A defensora também cobrou do governo o reconhecimento do trabalho das Organizações Não-Governamentais (Ong´s), que atuam em apoio às crianças e adolescentes do Estado. “Vejo que o governo não dá respaldo e se exime de fazer parcerias com essas organizações”. Outra reivindicação é a implantação de um centro de apoio à família de menores infratores, sugerida pela representante da Delegacia Especializada de Defesa dos Direitos da Criança e do Adolescente de Mato Grosso, Helen Capistrano. “É preciso criar um centro para cuidar das famílias, pois não adianta fazer um trabalho de reeducação com a criança e o adolescente se as famílias estão doentes”.

Já o major Nivaldo José de Arruda, que está à frente do Programa Rede Cidadã desenvolvido pela secretaria de Justiça e Segurança Pública do Estado, avalia que a falta de estrutura do próprio governo, bem como a falta de um sistema jurídico eficiente impede que os criminosos sejam penalizados. “Não temos serviço de proteção à vítima, não temos perícia suficiente para atender a todos os tipos de crimes”, elencou. Segundo ele, outro fator que implica na condenação dos autores de crimes contra a criança e adolescente é a falta de provas documentais, considerada peça fundamental no deferimento judicial do processo. “Se o juiz olhar o processo e não encontrar prova documental, ele não condena, por que tem medo de ter de responder por ato de improbidade”.

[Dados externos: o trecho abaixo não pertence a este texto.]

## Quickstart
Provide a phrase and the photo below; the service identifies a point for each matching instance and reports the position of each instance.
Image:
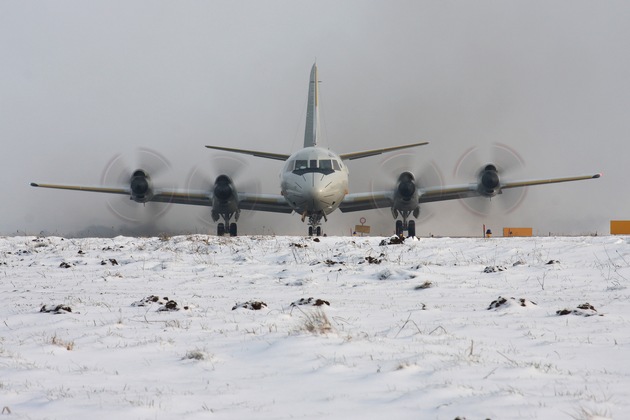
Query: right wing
(384, 199)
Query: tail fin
(311, 134)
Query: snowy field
(206, 327)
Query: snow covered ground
(204, 327)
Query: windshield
(325, 166)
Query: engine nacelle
(141, 186)
(406, 193)
(223, 188)
(488, 182)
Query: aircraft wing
(384, 199)
(199, 198)
(255, 202)
(273, 203)
(367, 201)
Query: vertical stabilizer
(311, 135)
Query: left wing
(384, 199)
(246, 201)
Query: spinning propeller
(137, 173)
(406, 172)
(220, 174)
(491, 165)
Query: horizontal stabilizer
(266, 155)
(368, 153)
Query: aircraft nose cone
(316, 194)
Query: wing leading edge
(384, 199)
(274, 203)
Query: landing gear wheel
(411, 229)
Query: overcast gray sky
(82, 82)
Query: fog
(83, 82)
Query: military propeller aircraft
(314, 183)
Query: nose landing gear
(404, 225)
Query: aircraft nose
(317, 193)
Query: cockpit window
(324, 166)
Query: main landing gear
(314, 224)
(232, 229)
(221, 227)
(404, 225)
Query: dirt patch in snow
(310, 301)
(55, 309)
(585, 309)
(502, 302)
(254, 305)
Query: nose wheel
(404, 225)
(225, 226)
(314, 224)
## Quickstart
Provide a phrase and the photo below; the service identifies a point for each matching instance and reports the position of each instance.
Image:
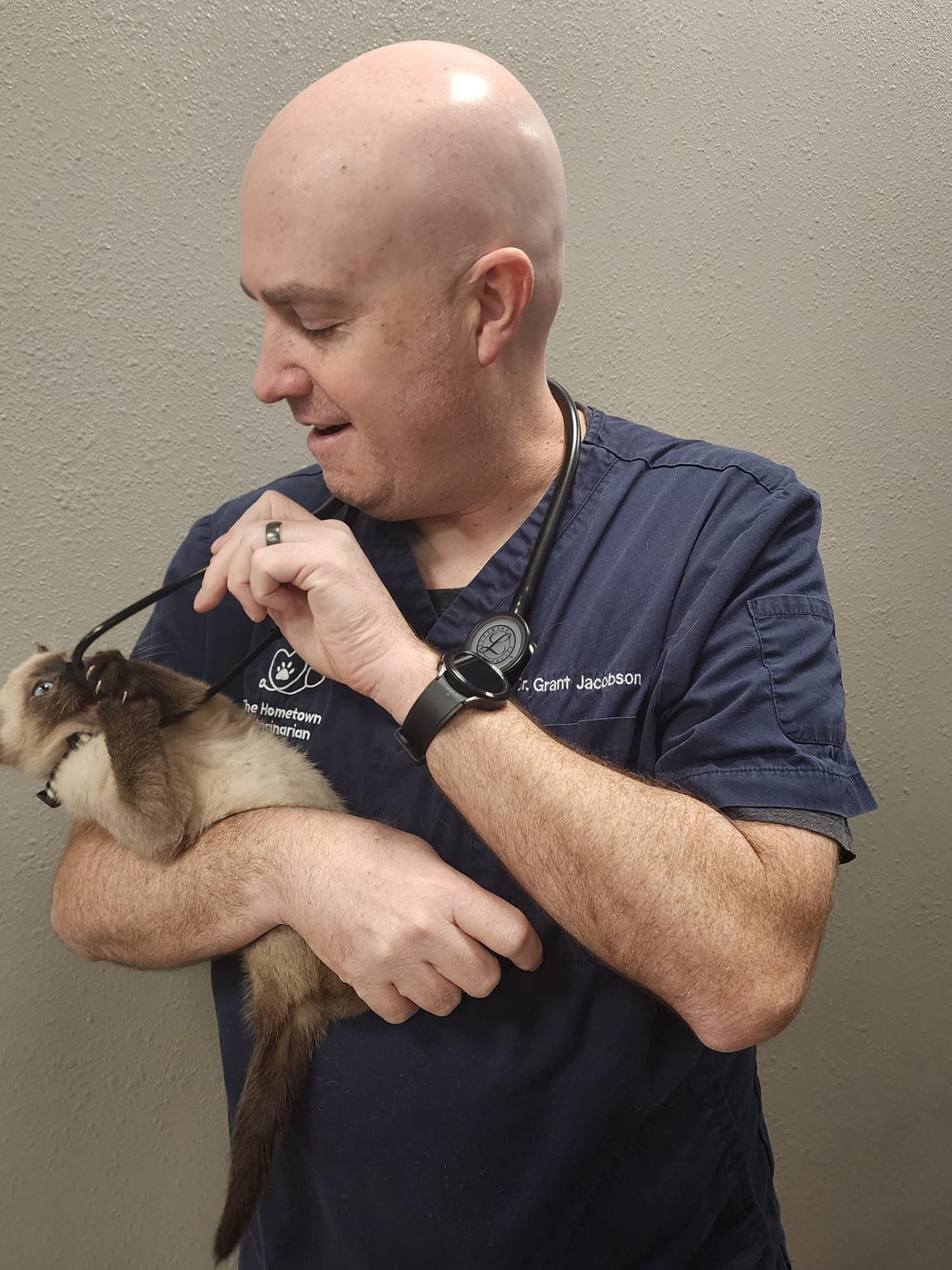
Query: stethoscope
(500, 638)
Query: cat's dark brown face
(40, 708)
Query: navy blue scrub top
(569, 1121)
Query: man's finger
(498, 925)
(386, 1001)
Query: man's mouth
(332, 429)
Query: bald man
(575, 920)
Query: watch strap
(434, 708)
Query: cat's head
(41, 705)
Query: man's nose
(278, 375)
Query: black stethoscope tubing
(522, 601)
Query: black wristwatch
(463, 679)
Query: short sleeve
(752, 708)
(175, 635)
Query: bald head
(423, 185)
(420, 155)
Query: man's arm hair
(110, 905)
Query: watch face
(474, 675)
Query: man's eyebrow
(299, 292)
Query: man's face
(381, 356)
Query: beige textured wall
(760, 253)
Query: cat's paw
(112, 676)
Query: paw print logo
(290, 673)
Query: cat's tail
(276, 1075)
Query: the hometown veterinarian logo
(290, 673)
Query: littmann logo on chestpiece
(290, 673)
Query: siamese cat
(155, 789)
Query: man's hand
(320, 589)
(397, 922)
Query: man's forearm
(111, 905)
(658, 884)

Na sua análise, a impunidade tem motivado o aumento desse tipo de ato ilícito. Além disso, admite que os próprios policiais não agem com transparência e rigor em alguns casos. Na ocasião foram distribuídas várias cartilhas do Estatuto da Criança e do Adolescente, que serve para orientar a sociedade em relação aos direitos assegurados à criança e ao adolescente na legislação.